Monday April 07, 2014, 17:47 DST
The election of a relatively young amir (leader) of the Jamaat-e Islami is generating much media attention, especially from the secularists. Sirajul Haq is viewed by many as a cat let loose among pigeons. They fear his rise to prominence in Pakistani politics.
At 51, the Jamaat-e Islami has elected in Sirajul Haq a leader who is likely to energise the youth and pose a serious challenge to other established parties.
Whatever one’s view of Jamaat policies, the fact that the party elects its leader through secret ballot and candidates do not canvass for votes, gives it strong democratic credentials. There are no dynastic politics in the Jamaat. The two leading parties in Pakistan—the ruling Muslim League (N) and People’s Party—are family fiefdoms.
The secular media is tearing its hair out because the Jamaat has elected not only a relatively young leader but that he belongs to Lower Dir, a rural area of the Khyber Pakhtunkhwa Province (KPP) whereas the Jamaat’s traditional support base used to be Pakistan’s urban centres. Their other beef against Sirajul Haq is that he had participated in the jihad against Soviet forces in Afghanistan.
There is speculation—without proof, of course—that his elevation to the Jamaat’s leadership position is related to the changing dynamics in Afghanistan. The implication is that with the withdrawal of US and other Nato forces from Afghanistan, the country would again fall under Taliban rule and that people with strong connections with them would be needed to maintain Pakistani influence there.
This line of thinking suggests that the Jamaat-e Islami is somehow working with the Pakistani military. This is not true. The Jamaat’s former leader, Syed Munawwar Hassan was roundly condemned by the secular media when he called Hakimullah Mehsud a ‘shaheed’ and refused to call Pakistani soldiers that die in the so-called war on terror as ‘shaheed.’
The Jamaat members’ decision to elect Sirajul Haq as leader reflects the party’s large membership in the KP province. Currently he serves as senior minister in the provincial government.
He was elected as amir of the party in a secret ballot by arakeen (members) in preference to Syed Munawwar Hassan and Liaquat Baloch.
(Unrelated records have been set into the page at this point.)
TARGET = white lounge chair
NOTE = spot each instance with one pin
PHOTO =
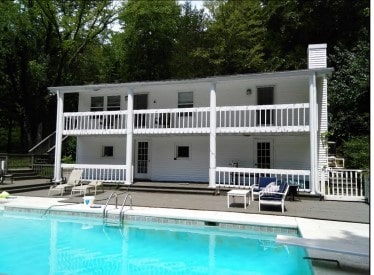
(84, 188)
(269, 197)
(73, 180)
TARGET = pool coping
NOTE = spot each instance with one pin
(350, 233)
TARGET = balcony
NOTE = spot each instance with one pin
(230, 119)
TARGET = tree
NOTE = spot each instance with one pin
(191, 30)
(349, 92)
(234, 37)
(148, 39)
(44, 44)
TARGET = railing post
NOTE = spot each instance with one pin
(213, 129)
(59, 129)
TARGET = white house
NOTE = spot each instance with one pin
(224, 130)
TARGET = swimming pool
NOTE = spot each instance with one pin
(64, 245)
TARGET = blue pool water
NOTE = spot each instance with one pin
(56, 245)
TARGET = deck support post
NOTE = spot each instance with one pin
(213, 130)
(59, 130)
(313, 133)
(129, 136)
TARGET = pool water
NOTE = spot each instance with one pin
(56, 245)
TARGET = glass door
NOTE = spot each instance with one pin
(142, 160)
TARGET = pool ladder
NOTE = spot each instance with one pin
(109, 221)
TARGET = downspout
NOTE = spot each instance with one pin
(129, 136)
(59, 130)
(213, 134)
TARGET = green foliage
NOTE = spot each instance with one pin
(349, 92)
(148, 39)
(356, 152)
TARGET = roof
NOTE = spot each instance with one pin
(213, 79)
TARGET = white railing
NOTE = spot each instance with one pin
(263, 118)
(230, 119)
(110, 122)
(180, 120)
(103, 172)
(345, 184)
(233, 177)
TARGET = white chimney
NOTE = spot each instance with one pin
(317, 56)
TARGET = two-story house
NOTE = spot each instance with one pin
(223, 130)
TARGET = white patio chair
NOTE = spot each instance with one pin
(73, 180)
(269, 197)
(84, 188)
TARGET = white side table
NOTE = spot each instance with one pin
(238, 193)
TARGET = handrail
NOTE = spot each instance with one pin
(123, 205)
(107, 202)
(41, 142)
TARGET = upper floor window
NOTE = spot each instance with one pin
(97, 103)
(185, 99)
(114, 103)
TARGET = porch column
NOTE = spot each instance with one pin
(129, 136)
(213, 129)
(58, 142)
(313, 110)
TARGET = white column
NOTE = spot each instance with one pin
(129, 137)
(213, 129)
(58, 142)
(313, 113)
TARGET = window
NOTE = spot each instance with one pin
(97, 103)
(114, 103)
(185, 99)
(182, 151)
(108, 151)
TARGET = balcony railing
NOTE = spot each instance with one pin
(345, 184)
(233, 177)
(103, 172)
(181, 120)
(110, 122)
(233, 119)
(263, 118)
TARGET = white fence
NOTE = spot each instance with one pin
(345, 184)
(106, 173)
(230, 119)
(231, 177)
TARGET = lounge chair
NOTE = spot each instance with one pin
(269, 197)
(73, 180)
(84, 188)
(263, 183)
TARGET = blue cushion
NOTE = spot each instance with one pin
(264, 181)
(282, 187)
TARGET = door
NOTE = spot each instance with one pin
(265, 96)
(264, 154)
(140, 103)
(142, 160)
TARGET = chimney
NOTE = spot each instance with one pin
(317, 56)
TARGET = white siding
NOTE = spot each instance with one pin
(89, 150)
(292, 152)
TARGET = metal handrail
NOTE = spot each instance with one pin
(121, 214)
(107, 202)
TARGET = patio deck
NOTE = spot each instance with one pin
(346, 222)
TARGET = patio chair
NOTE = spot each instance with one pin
(263, 183)
(73, 180)
(269, 197)
(84, 188)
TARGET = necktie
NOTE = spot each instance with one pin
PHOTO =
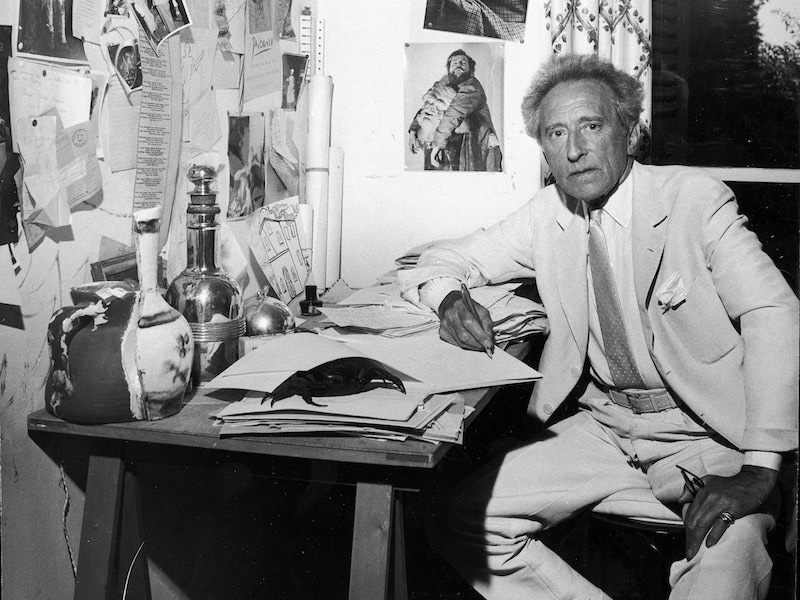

Munawwar Hassan is the outgoing amir and had asked to be relieved of his responsibilities but the Jamaat Shura put his name on the ballot.
The Jamaat’s new leader cut his teeth in student politics when he became amir of the Islami Jamiat-e Talaba (IJT), student wing of the Jamaat. Unfortunately, even in the rough environment of Pakistani student politics, the IJT does not have a very good reputation. It is known for its strong arm tactics rather than a group based on ideology.
In 2002, Sirajul Haq was elected to the provincial assembly in Khyber Pakhtunkhwa, at the time known as the North West Frontier Province. He served as minister in the Mutahhida Majlis Amal (MMA), a grouping of six Islamic parties when they formed a coalition government in the province.
The negative commentary about him is based both on fear and jealousy: fear because he can galvanize the youth and pose a challenge to more established parties. There is jealousy because the reins of power of a major political party have gone to someone from Pakistan’s remote rural area when the urbanites—even the secular ones—think it is their birth right to lead parties.
Sirajul Haq becomes the fifth amir of the Jamaat-e Islami following in the footsteps of Maulana Abul Ala Maudoodi (the founder), Mian Tufail Ahmed, Qazi Hussain Ahmed (also from KP province), and Syed Munawwar Hassan.
He will have to work hard to revive the party’s fortunes. It faces formidable challenge both in Sindh, especially its urban centres where the MQM has eaten away into its support base as well as in KP Province where Imran Khan’s Pakistan Tehrik-e Insaf has made major gains.